Dan, belajar dari pengalaman sebelumnya, tidak mendaftar di hari pertama. Karena, hari pertama itu akses ke web tersebut lambat sekali. Yang menyedihkan adalah, ternyata batasan usianya tetap 6 tahun. Sayapun melakukan konfirmasi pada admin dari web tersebut, karena infonya mengatakan anak berusia di bawah 6 tahun bisa ikut mendaftar dengan persyaratan surat keterangan dari Psikolog itu. Terus terang, respons admin web cukup bagus dengan menjawab pertanyaan saya. Hanya saja, jawabannya itu lho... Sungguh mengecewakan. "Maaf, bu. Peserta didik berusia di bawah 6 tahun hanya bisa mendaftar ke SD RSBI atau SD SSN..." yang saat itu pendaftarannya sudah tutup. Sudah pengumuman malah. Untungnya, saya memang ngga berminat ke sana.

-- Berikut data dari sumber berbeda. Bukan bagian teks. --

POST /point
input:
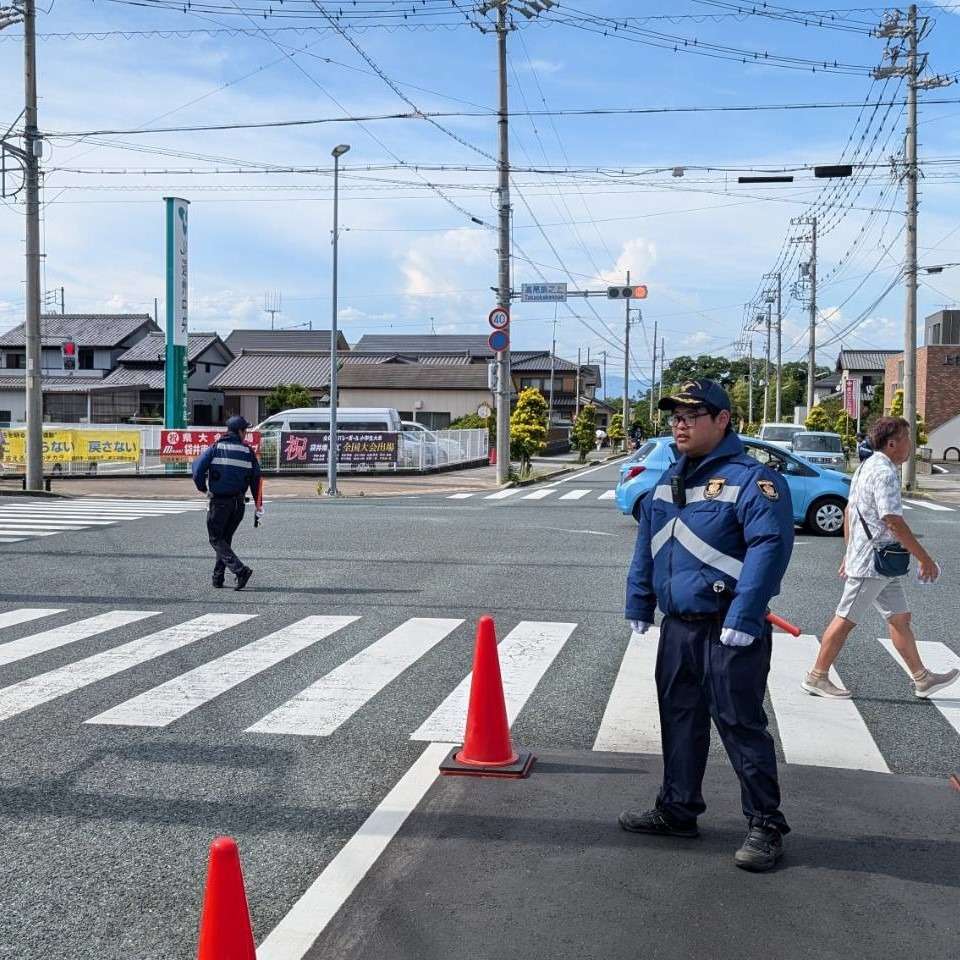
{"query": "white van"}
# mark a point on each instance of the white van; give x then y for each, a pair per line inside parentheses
(781, 434)
(382, 419)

Pelajaran Keempat: Kalau cari informasi jangan tanggung-tanggung, Ma. Percaya pada media itu sering menyesatkan. Seharusnya saya bertanya pada orang yang bertanggungjawab terhadap permasalahan itu secara langsung.

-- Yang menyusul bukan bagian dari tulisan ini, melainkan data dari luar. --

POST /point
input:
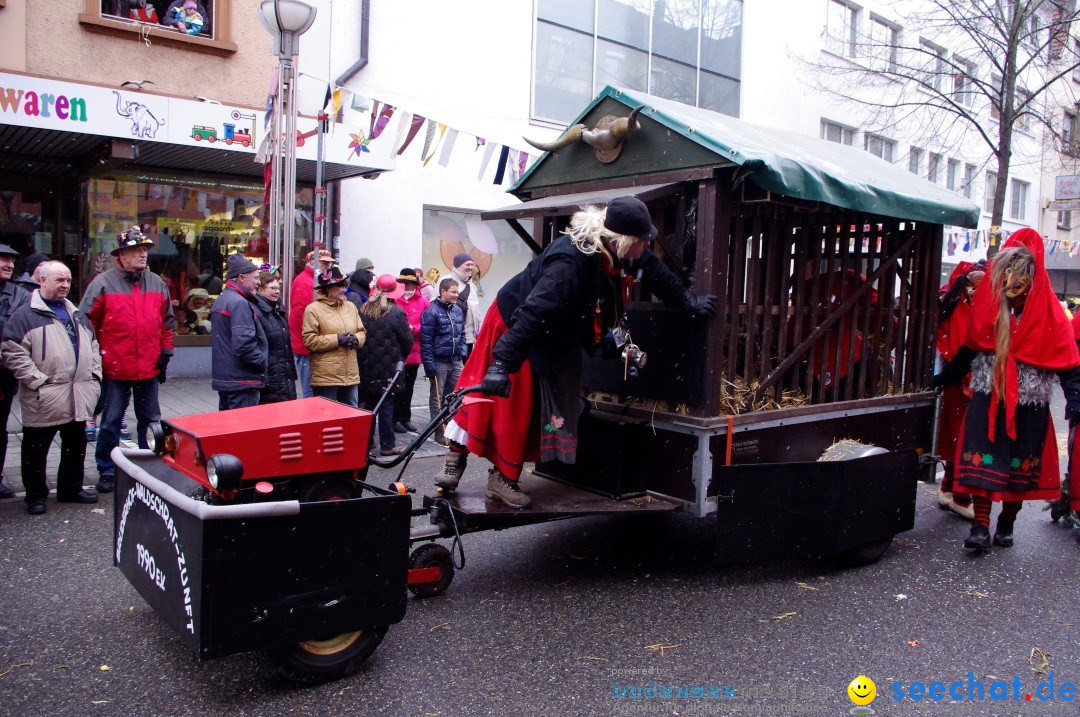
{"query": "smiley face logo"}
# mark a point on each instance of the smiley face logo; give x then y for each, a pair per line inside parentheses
(862, 690)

Demikian pengalaman saya. Apakah ada urban Mama Papa yang sedang sibuk cari sekolah juga di Jakarta? Sharing yuk!
Moom, terima kasih banget ya mom untuk sharingnya. kebetulan tahun depan Syafiq Dan Athirah usianya udah 6 th, dan kalo ada rencana pindah ke Jkt pengen banget masuk SD negeri,terima kasih ya untuk infonya....
mama2, kt tmn sy, kalo KK nya non-JKT , misalnya tangsel gt ya, emgny kesempatan diterima utk sekolah di Negri Jkt kecil? emg ngaruh ya domisili? tfs
punya nmr tlp psikolog nya?
Untuk mama adisanita, SD Negeri di Jakarta punya kuota 5% untuk siswa dari luar Jakarta. Berdasarkan pemantauan di web nya dahulu sih, biasanya yg 5% itu, umurnya udah tua-tua. Hehe.. Alias 6,5 tahun ke atas.

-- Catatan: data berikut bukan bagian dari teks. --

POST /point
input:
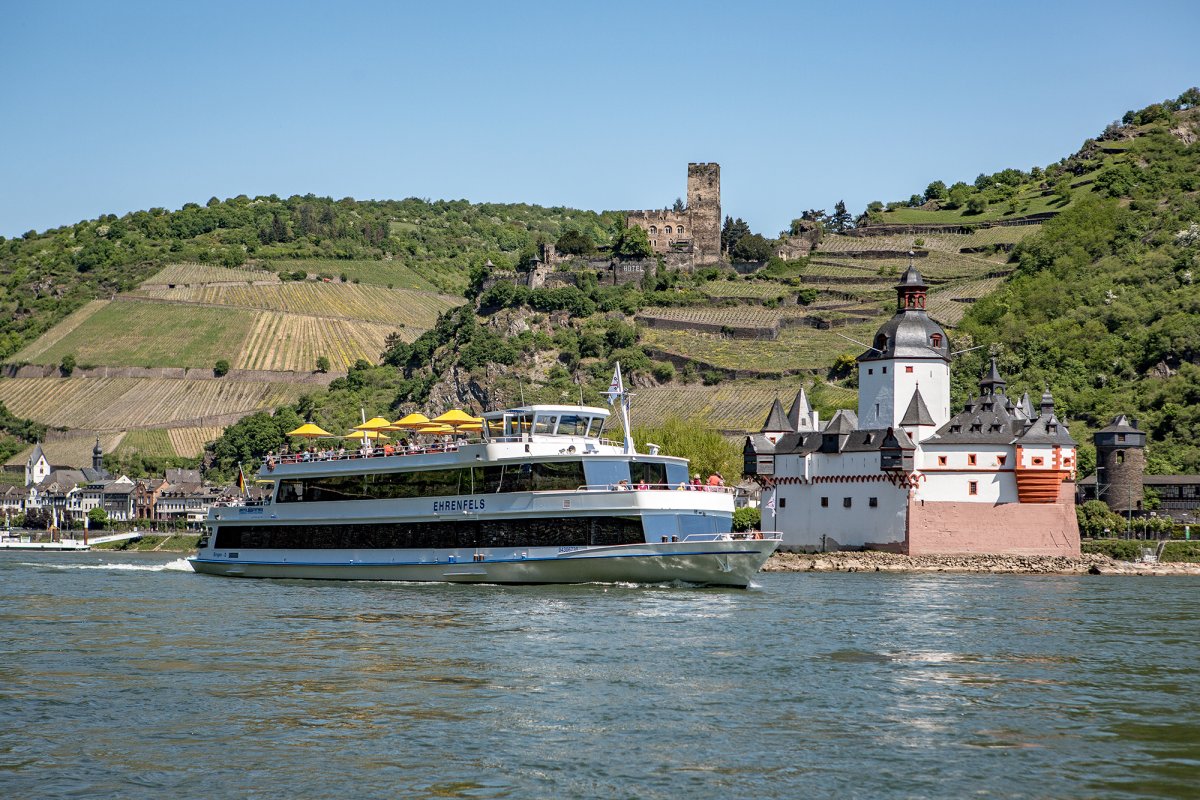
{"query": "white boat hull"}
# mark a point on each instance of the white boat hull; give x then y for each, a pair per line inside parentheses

Untuk mama-mama lainnya. Kalau anak umur 7 tahun sih, mau sekolah di Jakarta, kayanya masuk SD mana aja peluang keterimanya besar. ^_^V sekalian cari sekolah unggulan aja yang bukan RSBI atau SSN.
Dear mama-mama semuanya. saya buat tulisan itu Juni 2011, hehe... hampir lupa kalau pernah nulis ini. kondisinya waktu itu lagi mangkel berat, gara-gara saya yang ga update informasi, anak saya terancam ga bisa masuk sd. Hiks hiks...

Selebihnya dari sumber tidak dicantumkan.